Some people notice mood changes, decreased sex drive, or mild bloating. Weight changes are possible but tend to be small. Breakthrough bleeding (spotting when you’re not expecting a period) is common in the first few cycles and usually resolves on its own. If it persists beyond three months, it’s worth bringing up with your prescriber.
Serious Risks
Kariva carries the same rare but serious risks as all combination oral contraceptives. The most significant is an increased risk of blood clots, which can lead to deep vein thrombosis, pulmonary embolism, stroke, or heart attack. The absolute risk is still low for most people, but certain factors raise it substantially.
Kariva carries an FDA black box warning, the agency’s strongest safety label, specifically about smoking. Cigarette smoking combined with oral contraceptive use increases the risk of serious cardiovascular events. This risk climbs with age and the number of cigarettes smoked. For this reason, Kariva is contraindicated in anyone over age 35 who smokes. Other factors that increase cardiovascular risk include a personal history of blood clots, high blood pressure, migraine with aura, and certain clotting disorders.
What Can Reduce Effectiveness
Several types of medications can interfere with how well Kariva works. Drugs that speed up liver enzyme activity can cause your body to break down the hormones faster than normal, lowering the amount of active contraceptive in your system. This category includes certain seizure medications, some HIV treatments, and the antibiotic rifampin (commonly used for tuberculosis). St. John’s wort, a popular herbal supplement for mood, has the same effect and is one of the most commonly overlooked interactions.
Standard antibiotics like amoxicillin or azithromycin, despite popular belief, do not significantly reduce pill effectiveness. Rifampin is the notable exception. If you’re prescribed any new medication, let your provider know you’re on Kariva so they can flag potential interactions.
What to Do If You Miss a Pill
Missing one pill by less than 48 hours is straightforward: take it as soon as you remember, even if that means taking two pills in one day. Then continue the rest of the pack on your normal schedule. No backup contraception is needed for a single missed pill.
Missing two or more consecutive pills (48 hours or longer since you should have taken one) requires more caution. Take the most recently missed pill as soon as possible and discard any other missed pills. Continue the rest of the pack as usual, but use condoms or abstain from sex until you’ve taken hormonal pills for 7 consecutive days. If those missed pills fell during the last week of active tablets in your pack, skip the hormone-free interval entirely: finish the active pills and start a new pack the next day without a break.
If you missed pills during the first week of the pack and had unprotected sex in the previous five days, emergency contraception is worth considering.

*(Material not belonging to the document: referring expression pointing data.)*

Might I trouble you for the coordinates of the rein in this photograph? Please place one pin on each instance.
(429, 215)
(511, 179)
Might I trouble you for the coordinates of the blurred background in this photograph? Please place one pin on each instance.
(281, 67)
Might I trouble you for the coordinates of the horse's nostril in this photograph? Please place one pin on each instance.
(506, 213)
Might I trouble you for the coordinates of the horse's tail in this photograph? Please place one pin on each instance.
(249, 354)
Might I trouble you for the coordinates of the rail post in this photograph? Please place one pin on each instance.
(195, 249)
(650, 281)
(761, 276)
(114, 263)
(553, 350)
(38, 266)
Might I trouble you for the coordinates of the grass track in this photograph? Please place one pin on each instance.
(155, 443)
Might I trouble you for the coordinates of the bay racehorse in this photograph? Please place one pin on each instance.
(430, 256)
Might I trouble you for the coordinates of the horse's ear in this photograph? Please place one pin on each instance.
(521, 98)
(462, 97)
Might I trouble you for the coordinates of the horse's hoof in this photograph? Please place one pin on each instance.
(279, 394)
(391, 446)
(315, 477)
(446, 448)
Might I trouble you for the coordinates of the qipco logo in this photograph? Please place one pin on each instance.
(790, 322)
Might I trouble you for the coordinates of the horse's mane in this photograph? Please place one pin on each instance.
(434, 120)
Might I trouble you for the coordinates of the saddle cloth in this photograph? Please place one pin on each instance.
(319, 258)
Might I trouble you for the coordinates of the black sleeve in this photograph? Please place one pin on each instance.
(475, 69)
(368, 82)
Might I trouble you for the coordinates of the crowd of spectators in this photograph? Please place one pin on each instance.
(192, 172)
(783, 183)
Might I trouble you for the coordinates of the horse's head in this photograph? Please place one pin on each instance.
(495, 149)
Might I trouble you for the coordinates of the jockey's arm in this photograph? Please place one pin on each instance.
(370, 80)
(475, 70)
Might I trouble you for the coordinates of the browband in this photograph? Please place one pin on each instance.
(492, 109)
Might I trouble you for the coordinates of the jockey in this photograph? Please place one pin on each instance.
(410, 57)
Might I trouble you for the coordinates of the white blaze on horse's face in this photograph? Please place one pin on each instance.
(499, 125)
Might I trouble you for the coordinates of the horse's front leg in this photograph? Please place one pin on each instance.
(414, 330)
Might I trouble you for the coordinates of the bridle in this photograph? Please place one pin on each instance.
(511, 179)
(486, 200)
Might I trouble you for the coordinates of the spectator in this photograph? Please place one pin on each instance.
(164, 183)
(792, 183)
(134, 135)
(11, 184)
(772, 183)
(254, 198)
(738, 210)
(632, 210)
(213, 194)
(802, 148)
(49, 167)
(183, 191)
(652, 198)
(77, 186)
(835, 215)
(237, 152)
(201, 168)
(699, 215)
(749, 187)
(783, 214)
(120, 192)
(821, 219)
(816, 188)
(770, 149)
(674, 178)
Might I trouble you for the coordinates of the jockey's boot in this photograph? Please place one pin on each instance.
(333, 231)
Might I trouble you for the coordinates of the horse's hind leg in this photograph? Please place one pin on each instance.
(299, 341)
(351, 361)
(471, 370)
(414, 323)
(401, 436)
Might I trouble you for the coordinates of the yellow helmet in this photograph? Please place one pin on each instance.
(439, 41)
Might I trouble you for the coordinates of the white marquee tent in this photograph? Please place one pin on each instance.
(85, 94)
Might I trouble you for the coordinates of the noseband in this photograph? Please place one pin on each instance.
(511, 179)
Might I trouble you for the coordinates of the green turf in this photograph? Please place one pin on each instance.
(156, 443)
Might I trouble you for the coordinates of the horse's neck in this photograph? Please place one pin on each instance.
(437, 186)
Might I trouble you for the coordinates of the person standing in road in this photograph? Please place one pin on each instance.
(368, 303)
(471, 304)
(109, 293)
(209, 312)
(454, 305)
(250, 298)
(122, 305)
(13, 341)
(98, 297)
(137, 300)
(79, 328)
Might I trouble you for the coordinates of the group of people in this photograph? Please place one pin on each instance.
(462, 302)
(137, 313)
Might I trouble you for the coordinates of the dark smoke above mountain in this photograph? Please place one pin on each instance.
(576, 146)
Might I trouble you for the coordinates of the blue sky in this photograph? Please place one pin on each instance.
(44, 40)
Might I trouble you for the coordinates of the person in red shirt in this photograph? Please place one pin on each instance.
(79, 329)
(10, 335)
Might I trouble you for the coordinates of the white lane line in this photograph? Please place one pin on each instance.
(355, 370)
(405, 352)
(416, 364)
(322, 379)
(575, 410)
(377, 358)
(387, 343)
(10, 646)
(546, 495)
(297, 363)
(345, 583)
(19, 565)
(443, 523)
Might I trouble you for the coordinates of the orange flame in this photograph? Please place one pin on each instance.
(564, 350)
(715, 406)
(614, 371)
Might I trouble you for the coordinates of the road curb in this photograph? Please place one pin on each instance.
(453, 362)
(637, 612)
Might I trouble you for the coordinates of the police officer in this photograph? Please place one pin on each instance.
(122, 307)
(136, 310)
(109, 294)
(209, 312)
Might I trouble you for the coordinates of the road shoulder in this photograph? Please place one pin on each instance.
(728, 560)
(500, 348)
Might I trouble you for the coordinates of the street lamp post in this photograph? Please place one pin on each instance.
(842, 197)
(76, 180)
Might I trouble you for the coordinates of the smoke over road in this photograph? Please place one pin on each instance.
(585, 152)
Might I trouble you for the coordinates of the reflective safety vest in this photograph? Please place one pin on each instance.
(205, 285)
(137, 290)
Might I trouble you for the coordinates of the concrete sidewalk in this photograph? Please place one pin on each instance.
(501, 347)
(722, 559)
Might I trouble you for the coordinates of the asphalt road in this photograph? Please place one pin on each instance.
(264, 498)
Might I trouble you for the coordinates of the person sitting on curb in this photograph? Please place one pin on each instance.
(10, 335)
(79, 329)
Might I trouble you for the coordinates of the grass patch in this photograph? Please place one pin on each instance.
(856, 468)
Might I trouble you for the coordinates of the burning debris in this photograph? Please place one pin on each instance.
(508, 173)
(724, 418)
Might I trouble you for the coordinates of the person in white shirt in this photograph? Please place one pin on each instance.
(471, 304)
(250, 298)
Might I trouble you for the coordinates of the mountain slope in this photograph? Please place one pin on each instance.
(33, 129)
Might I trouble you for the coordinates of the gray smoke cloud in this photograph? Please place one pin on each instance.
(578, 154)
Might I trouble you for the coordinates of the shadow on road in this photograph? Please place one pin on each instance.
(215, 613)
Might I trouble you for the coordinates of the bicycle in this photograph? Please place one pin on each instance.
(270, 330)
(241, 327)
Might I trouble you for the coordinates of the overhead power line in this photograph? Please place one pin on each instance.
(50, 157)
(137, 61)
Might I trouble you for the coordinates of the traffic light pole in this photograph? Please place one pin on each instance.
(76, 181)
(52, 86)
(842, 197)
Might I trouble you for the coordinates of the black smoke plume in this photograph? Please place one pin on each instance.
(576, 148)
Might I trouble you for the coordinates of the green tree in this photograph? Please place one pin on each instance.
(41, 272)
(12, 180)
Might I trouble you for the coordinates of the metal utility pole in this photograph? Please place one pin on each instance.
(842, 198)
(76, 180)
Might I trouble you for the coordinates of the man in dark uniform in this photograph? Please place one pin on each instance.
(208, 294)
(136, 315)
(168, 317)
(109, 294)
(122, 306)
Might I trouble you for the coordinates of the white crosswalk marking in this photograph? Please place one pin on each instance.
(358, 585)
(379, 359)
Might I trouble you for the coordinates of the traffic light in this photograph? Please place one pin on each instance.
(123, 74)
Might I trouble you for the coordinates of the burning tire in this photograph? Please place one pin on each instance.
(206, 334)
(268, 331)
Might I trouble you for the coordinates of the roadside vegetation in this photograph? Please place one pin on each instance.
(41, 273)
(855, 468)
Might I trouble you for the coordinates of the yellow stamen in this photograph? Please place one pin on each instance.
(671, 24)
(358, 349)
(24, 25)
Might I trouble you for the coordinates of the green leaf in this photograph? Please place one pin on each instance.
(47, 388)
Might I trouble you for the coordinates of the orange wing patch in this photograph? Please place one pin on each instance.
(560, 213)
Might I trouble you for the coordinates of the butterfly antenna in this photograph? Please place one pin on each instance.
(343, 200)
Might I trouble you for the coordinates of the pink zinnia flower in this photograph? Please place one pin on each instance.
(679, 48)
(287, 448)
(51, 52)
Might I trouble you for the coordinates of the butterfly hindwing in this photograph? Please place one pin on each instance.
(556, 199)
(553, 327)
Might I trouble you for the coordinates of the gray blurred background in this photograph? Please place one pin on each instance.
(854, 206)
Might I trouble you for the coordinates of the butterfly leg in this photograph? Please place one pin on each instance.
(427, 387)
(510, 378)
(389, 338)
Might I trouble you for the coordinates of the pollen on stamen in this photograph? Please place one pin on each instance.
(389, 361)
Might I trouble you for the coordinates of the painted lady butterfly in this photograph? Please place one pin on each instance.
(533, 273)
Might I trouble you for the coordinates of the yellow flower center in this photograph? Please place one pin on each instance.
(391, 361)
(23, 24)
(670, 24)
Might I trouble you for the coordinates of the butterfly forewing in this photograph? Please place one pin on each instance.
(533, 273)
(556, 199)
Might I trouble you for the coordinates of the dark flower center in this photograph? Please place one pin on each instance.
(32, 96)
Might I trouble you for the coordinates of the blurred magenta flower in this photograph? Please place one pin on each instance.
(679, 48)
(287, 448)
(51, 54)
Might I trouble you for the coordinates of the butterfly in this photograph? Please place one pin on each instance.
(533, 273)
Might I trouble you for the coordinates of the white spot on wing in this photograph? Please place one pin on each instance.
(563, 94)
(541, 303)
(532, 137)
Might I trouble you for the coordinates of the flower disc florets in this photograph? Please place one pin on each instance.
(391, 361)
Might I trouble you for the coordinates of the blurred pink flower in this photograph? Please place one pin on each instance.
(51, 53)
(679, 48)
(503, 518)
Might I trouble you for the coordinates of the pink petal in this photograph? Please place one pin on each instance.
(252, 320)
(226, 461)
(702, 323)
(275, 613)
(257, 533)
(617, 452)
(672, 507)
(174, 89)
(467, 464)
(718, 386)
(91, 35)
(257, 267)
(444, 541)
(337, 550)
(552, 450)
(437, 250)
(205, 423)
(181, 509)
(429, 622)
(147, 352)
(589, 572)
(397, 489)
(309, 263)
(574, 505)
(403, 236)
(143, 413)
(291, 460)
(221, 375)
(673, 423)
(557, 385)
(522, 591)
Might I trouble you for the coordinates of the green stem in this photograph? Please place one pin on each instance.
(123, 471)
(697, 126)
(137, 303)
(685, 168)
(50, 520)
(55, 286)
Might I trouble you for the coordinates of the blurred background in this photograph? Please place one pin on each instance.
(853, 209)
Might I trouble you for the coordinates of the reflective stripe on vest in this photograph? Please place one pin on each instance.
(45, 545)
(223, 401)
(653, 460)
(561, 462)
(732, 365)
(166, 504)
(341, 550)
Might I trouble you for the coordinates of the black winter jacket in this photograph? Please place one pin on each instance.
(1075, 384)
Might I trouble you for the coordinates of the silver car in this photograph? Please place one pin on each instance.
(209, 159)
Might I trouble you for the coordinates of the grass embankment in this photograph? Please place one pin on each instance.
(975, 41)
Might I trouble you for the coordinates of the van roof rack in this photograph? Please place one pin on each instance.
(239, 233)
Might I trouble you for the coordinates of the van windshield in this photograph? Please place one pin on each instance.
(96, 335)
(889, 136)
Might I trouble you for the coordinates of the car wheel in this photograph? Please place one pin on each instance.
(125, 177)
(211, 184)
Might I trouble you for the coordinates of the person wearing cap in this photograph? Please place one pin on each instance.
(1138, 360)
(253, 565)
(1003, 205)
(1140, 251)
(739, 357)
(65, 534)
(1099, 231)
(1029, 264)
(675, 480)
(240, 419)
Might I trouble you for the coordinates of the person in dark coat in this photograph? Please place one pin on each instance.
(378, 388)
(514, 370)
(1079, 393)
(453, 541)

Kariva vs. Other Generic Versions
Kariva is one of more than 20 FDA-approved generic versions of the Mircette formulation. All generics contain the same active ingredients in the same doses and must meet the FDA’s bioequivalence standards, meaning they are absorbed into the bloodstream at the same rate and to the same extent as the brand-name version. The differences between generics are limited to inactive ingredients like fillers, dyes, and binders, which can occasionally matter if you have a specific allergy or sensitivity to a particular dye or coating.
Switching between generics is common and usually happens because of insurance formulary changes or pharmacy availability. If you notice a difference in side effects after a switch, it’s worth mentioning to your prescriber, but pharmacologically the products are interchangeable.